Решение о том, какой характер следует попытаться придать встрече в Вене, было принято Кеннеди на специальном совещании, созванном им еще 11 февраля 1961 года в Белом доме. Кеннеди заявил тогда, что в рeзультате целого ряда проведенных им консультаций он пришел к выводу, что встреча в Вене с главой Советского правительства для него необходима.
Как уже говорилось, Кеннеди видел основную цель этой встречи в том, чтобы, во-первых, убедить Советский Союз, что он, Кеннеди, человек сильной воли, но вместе с тем и уравновешенный. Во-вторых, Кеннеди намеревался объяснить советским руководителям, «что собой представляют» США и их внешняя политика. А так как собственной внешней политики у правительства Кеннеди весной 1961 года еще, по существу, не было (даже кубинская авантюра была задумана правительством Эйзенхауэра.- А. Г.), то, видимо, Кеннеди в Вене собирался защищать старый агрессивный курс политики США.
По сути дела, у американской стороны не было перед Веной ни одного конкретного реалистического предложения по разрядке международной напряженности. Дипломатический портфель президента был. по существу, пуст. Более того, Кеннеди готовился встретить в штыки советские предложения, и особенно предложение о заключении германского мирного договора.
Исключение, пожалуй, составила проблема Лаоса, где Кеннеди проявлял вполне понятную после Кубы осторожность и не поддавался давлению, направленному на немедленное расширение военной интервенции США в этом районе. После переговоров с президентом де Голлем, когда стало ясно, что Франция выступает против американских военных авантюр в Лаосе, Кеннеди укрепился в мысли о том, что на большее, чем создание там коалиционного правительства, США и не могут рассчитывать.
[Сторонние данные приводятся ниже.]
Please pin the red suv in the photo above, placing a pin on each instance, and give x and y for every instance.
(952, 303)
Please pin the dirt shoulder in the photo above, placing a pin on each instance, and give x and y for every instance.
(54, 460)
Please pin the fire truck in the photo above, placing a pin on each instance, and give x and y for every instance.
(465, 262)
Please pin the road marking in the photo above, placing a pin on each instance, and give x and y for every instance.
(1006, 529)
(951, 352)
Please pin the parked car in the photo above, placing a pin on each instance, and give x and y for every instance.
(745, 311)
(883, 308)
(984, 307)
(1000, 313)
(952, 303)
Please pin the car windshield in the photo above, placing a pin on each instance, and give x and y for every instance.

Таковы были настроения Кеннеди, в основном негативные, накануне встречи в Вене.
Переговоры президента Кеннеди с главой Советского правительства начались в Вене 3 июня и продолжались два дня.
В американской мемуарной и другой литературе о венской встрече написано немало. Комментировалась она и в советской печати. О ней, разумеется, высказывались самые разные суждения, однако большинство политических обозревателей сходилось на одном: встреча, хотя и была полезной и необходимой, не стала поворотным пунктом ни в деле развития советско-американских отношений, ни в деле решения крупных международных проблем.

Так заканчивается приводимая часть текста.